RavenDB stream not returning all results

160 views
Skip to first unread message

Matthias De Ridder

unread,
Jul 29, 2014, 9:08:56 AM7/29/14
to rav...@googlegroups.com
What could cause a RavenDB stream not to return all results?

We have a collection of 65000 documents we need to export to a file. The creation of this file is part of a large operation involving the creation of 19 files in total and a lot of queries to RavenDB and business validation checks. Therefore, we start a new Task to generate the files that can be separated from the main business validation and file generation. The file with the 650000 documents is one of them. The documents are queried using a RavenDB stream. What happens now is we don't get the 65000 documents back: sometimes 20000, 40000, 63000 ... Random counts, but never the complete amount of documents.

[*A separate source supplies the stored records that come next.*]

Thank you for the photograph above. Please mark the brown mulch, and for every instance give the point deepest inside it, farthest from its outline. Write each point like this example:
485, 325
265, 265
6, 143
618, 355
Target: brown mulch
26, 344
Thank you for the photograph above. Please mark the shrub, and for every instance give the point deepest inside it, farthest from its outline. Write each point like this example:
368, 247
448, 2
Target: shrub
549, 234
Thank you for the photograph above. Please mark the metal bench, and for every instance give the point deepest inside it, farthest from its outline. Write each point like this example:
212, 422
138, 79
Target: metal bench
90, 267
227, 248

When we don't start a new thread to generate the file, the stream returns the 65000 documents. We tried to write a unittest for this, but we couldn't reproduce it in a simple test. As said, this occurs while running a large operation and we don't know what exactly is causing this behavior.

Chris Marisic

unread,
Jul 29, 2014, 9:30:36 AM7/29/14
to rav...@googlegroups.com
Sessions are not threadsafe, you're likely losing access to the stream from mishandling the session.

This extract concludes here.